How do I generate a dummy variable which is zero before 1957 and takes the value 1 from 1957 and onwards to 2009?
Another option that can work better if you have many variables is factor and model.matrix.
year.f = factor(year)
dummies = model.matrix(~year.f)
This will include an intercept column (all ones) and one column for each of the years in your data set except one, which will be the "default" or intercept value.
You can change how the "default" is chosen by messing with contrasts.arg in model.matrix.

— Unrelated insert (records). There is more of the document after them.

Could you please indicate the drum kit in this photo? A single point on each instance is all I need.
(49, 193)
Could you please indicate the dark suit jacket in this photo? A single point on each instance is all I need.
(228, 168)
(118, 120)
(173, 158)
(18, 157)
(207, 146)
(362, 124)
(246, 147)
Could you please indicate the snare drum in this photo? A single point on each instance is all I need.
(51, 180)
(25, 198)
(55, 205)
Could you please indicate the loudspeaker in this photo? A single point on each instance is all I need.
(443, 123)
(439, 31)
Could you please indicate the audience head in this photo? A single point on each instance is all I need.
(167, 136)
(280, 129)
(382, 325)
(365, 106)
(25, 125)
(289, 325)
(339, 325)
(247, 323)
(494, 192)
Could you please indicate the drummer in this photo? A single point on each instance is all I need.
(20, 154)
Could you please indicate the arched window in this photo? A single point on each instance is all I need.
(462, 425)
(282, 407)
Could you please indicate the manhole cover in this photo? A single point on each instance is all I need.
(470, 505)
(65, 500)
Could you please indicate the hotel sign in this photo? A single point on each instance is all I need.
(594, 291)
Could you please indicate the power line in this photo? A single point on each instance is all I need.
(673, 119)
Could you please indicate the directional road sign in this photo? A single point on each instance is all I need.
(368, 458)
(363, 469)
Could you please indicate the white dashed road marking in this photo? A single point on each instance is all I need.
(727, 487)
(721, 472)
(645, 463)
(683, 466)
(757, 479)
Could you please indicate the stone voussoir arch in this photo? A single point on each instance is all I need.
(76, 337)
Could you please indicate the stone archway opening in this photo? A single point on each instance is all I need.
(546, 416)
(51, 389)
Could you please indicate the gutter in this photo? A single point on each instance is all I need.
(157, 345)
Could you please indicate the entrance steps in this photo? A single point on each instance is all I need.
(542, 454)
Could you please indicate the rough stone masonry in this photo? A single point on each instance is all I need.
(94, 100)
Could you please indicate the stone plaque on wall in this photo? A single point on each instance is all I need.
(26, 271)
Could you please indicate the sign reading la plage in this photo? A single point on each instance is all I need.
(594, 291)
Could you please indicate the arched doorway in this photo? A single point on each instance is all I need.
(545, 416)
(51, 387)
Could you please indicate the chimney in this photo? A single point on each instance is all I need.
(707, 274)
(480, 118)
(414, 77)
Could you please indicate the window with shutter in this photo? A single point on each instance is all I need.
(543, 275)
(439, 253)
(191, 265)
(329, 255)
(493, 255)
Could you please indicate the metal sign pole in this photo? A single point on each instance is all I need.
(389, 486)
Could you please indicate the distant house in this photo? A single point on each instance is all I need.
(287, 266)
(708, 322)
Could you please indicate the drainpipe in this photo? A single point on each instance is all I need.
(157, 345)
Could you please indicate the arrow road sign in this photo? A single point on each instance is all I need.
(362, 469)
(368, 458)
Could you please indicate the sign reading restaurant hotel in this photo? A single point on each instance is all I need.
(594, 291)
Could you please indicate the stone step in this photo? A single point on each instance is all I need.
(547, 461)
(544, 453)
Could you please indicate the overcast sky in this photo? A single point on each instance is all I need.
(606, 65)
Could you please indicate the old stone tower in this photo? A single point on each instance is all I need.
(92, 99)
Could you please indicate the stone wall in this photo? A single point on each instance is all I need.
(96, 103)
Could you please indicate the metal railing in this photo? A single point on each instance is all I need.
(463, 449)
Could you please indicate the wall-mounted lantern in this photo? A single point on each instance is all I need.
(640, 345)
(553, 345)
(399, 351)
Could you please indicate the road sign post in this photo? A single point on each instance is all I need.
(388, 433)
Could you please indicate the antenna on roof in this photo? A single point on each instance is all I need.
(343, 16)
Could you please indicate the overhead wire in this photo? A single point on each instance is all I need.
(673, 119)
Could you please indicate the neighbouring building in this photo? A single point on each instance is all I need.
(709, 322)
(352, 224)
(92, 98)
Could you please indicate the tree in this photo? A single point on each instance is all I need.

Also, if you want to omit the intercept, you can just drop the first column or add +0 to the end of the formula.
Hope this is useful.
The simplest way to produce these dummy variables is something like the following:
> print(year)
[1] 1956 1957 1957 1958 1958 1959
> dummy <- as.numeric(year == 1957)
> print(dummy)
[1] 0 1 1 0 0 0
> dummy2 <- as.numeric(year >= 1957)
> print(dummy2)
[1] 0 1 1 1 1 1
More generally, you can use ifelse to choose between two values depending on a condition. So if instead of a 0-1 dummy variable, for some reason you wanted to use, say, 4 and 7, you could use ifelse(year == 1957, 4, 7).
Using dummies::dummy():
library(dummies)
# example data
df1 <- data.frame(id = 1:4, year = 1991:1994)
df1 <- cbind(df1, dummy(df1$year, sep = "_"))
df1
# id year df1_1991 df1_1992 df1_1993 df1_1994
# 1 1 1991 1 0 0 0
# 2 2 1992 0 1 0 0
# 3 3 1993 0 0 1 0
# 4 4 1994 0 0 0 1
Package mlr includes createDummyFeatures for this purpose:
library(mlr)
df <- data.frame(var = sample(c("A", "B", "C"), 10, replace = TRUE))
df
# var
# 1 B
# 2 A
# 3 C
# 4 B
# 5 C
# 6 A
# 7 C
# 8 A
# 9 B
# 10 C
createDummyFeatures(df, cols = "var")
# var.A var.B var.C
# 1 0 1 0
# 2 1 0 0
# 3 0 0 1
# 4 0 1 0
# 5 0 0 1
# 6 1 0 0
# 7 0 0 1
# 8 1 0 0
# 9 0 1 0
# 10 0 0 1
createDummyFeatures drops original variable.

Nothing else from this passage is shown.